Dominic: It is an incredibly tiring, but very rewarding way to work, but a lot of Kneehigh projects are like that, they’re these big, chaotic shows that create a whole world on the stage. Everything’s so visceral and powerful, there’s light and shade, dark humour, wonderful romantic moments, everything you could possibly want.

What qualities, I wonder, do the actors think they share with their onstage personas? Does Angela identify with Polly?

Angela: Oh yes, I hope so! I get to do such a great journey with this piece, I start out naïve and find out about life the hard way. I think anyone who’s ever had their heart broken… and I have… will identify with her. Mind you, I haven’t quite graduated to running a gang yet, but I suppose there’s still time…

And Dominic? MacHeath is surely nobody’s idea of a positive role model?

Dominic: He is rather dark. I’m not sure I identify with him on many levels, but we all have within us the kernel of good and evil, we’re all capable of being misunderstood and I think that MacHeath has his own valid reasons for going down the route he goes down. He’s almost like a Robin Hood figure, shining a light on the corporate conspiracies that are going on all around him, which we all know are happening all the time. When we started rehearsing this there was that stuff about MP’s expenses and… well, you just have to look at what’s happening now…

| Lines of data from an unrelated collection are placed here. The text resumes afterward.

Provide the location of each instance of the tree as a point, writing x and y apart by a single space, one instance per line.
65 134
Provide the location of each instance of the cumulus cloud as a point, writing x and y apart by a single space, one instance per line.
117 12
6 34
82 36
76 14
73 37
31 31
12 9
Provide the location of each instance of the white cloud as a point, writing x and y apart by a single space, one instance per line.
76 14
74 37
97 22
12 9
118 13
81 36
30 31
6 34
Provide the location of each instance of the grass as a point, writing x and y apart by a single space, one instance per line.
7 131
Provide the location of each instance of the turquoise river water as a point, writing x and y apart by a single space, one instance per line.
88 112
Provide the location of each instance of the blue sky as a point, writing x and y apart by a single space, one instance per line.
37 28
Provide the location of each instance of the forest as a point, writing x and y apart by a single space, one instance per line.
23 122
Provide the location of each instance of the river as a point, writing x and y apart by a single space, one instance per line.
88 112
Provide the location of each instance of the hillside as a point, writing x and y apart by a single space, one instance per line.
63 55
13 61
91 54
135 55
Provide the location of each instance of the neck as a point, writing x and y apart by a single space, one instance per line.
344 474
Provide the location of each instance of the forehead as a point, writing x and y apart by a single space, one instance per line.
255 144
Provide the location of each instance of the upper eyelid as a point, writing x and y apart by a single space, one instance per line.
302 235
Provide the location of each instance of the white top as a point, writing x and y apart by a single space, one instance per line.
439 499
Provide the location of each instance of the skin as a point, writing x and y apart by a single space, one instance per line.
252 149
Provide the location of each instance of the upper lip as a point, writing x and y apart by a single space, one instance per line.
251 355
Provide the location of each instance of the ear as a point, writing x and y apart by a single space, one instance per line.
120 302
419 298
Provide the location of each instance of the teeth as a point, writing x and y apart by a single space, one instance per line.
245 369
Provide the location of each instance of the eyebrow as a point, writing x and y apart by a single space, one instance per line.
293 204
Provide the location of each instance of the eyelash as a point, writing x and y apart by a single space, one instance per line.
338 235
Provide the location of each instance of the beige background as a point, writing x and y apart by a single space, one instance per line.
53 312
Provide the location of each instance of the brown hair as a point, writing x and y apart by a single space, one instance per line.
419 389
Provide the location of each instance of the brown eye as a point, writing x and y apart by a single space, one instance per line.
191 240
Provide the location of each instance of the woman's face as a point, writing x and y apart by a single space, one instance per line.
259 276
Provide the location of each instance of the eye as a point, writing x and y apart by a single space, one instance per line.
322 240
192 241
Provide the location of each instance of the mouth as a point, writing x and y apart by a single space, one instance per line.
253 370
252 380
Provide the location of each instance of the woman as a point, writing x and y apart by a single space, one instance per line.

For both of them it’s their first appearance at Home, Manchester’s hub for the performing arts. What do they make of the place?

Angela: It’s lovely, it’s such an exciting place to work, it’s all brand new. We’ve been bowled over by how friendly and accommodating everyone is.

Dominic: There’s such an exciting buzz about this piece and also about the venue. I think the two of them will slot together really well.

So they’re both looking forward to opening night?

They tell me that they can’t wait.

Well, I assure them, that makes three of us.